Dataset Splitter

Data & APIs

Split image datasets into train, validation, and test sets with options for random or stratified splits, custom ratios, and annotation support.

Install

openclaw skills install dataset-splitter

Dataset Splitter

Split image datasets into train/val/test sets. Supports random split, stratified split, and custom ratios.

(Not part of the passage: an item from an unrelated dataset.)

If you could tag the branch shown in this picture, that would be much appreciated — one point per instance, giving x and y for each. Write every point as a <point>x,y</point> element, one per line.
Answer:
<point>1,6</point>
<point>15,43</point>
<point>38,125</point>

Use when user needs to split dataset for machine learning training.

Features

  • Random Split: Randomly shuffle and split
  • Stratified Split: Maintain class distribution
  • Custom Ratios: Configurable train/val/test ratios
  • Annotation Support: Split images and corresponding annotations together
  • YOLO Format: Generate YOLO format dataset structure
  • Reproducible: Set random seed for reproducibility

Usage

# Simple split (80/10/10)
python scripts/splitter.py split /path/to/images/ --ratios 80 10 10

# With annotations
python scripts/splitter.py split /path/to/images/ --annotations /path/to/labels/

# YOLO format output
python scripts/splitter.py split /path/to/images/ --output /path/to/dataset/ --yolo

# Stratified by class
python scripts/splitter.py split /path/to/images/ --annotations labels/ --stratify

Examples

$ python scripts/splitter.py split ./images --ratios 80 10 10

Splitting dataset...
Total images: 1000
Train: 800 (80%)
Val: 100 (10%)
Test: 100 (10%)

✓ Created train/ (800 images)
✓ Created val/ (100 images)
✓ Created test/ (100 images)

Installation

pip install pillow

Options

  • --ratios: Split ratios (train val test), default: 80 10 10
  • --seed: Random seed for reproducibility
  • --annotations: Path to annotations (will be split together)
  • --output: Output directory
  • --yolo: Output in YOLO dataset format
  • --stratify: Maintain class distribution
  • --copy: Copy files instead of moving